Cercanias Sevilla is a commuter rail system operating in and around the Seville metropolitan area. Currently, it contains 5 separate lines, 251 kilometres of railway and 37 stations.

==Lines and stations==
The network consists of five lines and thirty-seven stations.
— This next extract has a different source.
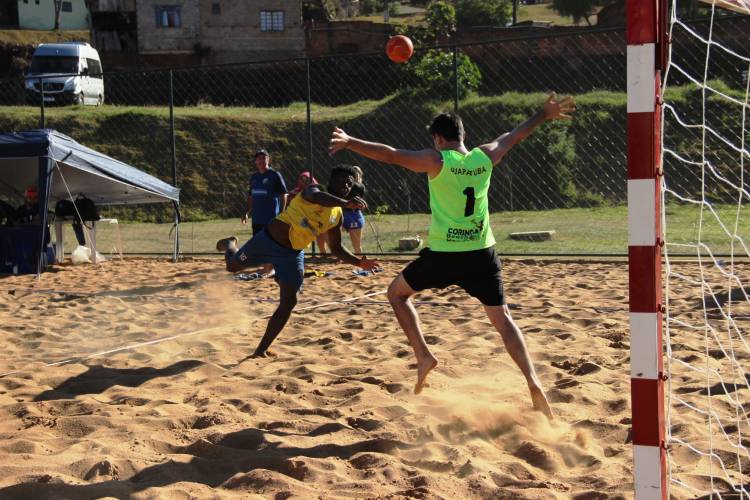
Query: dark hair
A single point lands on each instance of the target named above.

The two busiest stations on the network in 2018 were Seville-Santa Justa and Seville-San Bernardo with 1.49 million passengers each, followed by Virgen del Rocío (751,000), Utrera (719,000) and Dos Hermanas (674,000).

| line | route | km |
|---|---|---|
|  | Lora del Río - Sevilla-Santa Justa - Lebrija | 106 |
|  | Sevilla-Santa Justa - Cartuja | 13 |
|  | Sevilla-Santa Justa - Cazalla-Constantina | 84 |
|  | Circular | 18 |
|  | Jardines de Hércules - Sevilla-Santa Justa - Benacazón | 33 |

=== Line C-1 Lora del Río - Sevilla Santa Justa - Lebrija ===
| | Línea C-1 Cercanías Sevilla | |
Lora del Río | Guadajoz | Los Rosales | Cantillana | Brenes | El Cáñamo | La Rinconada | Sevilla-Santa Justa | San Bernardo | Virgen del Rocío | Jardines de Hércules | Bellavista | Dos Hermanas | Cantaelgallo | Utrera | Las Cabezas de San Juan | Lebrija

=== Line C-2 Sevilla-Santa Justa - Cartuja ===
| | Línea C-2 Cercanías Sevilla | |
Sevilla-Santa Justa | San Jerónimo | Estadio Olímpico | Cartuja

=== Line C-3 Sevilla-Santa Justa - Cazalla-Constantina ===
| | Línea C-3 Cercanías Sevilla | |
Sevilla-Santa Justa | La Rinconada | El Cáñamo | Brenes | Cantillana | Los Rosales | Tocina | Alcolea del Río | Villanueva del Río y Minas | Pedroso | Cazalla-Constantina

=== Line C-4 Circular ===
| | Línea C-4 Cercanías Sevilla | |
Sevilla-Santa Justa | San Bernardo | Virgen del Rocío | Padre Pío-Palmete | Palacio de Congresos | Sevilla-Santa Justa

=== Line C-5 Jardines de Hércules - Sevilla-Santa Justa - Benacazón ===
| | Línea C-5 Cercanías Sevilla | |
Jardines de Hércules | Virgen del Rocío | San Bernardo | Sevilla-Santa Justa | San Jerónimo | Camas | Valencina-Santiponce | Salteras | Villanueva del Ariscal-Olivares | Sanlúcar la Mayor | Benacazón

==Future projects==
A branch line connection to Seville Airport is planned.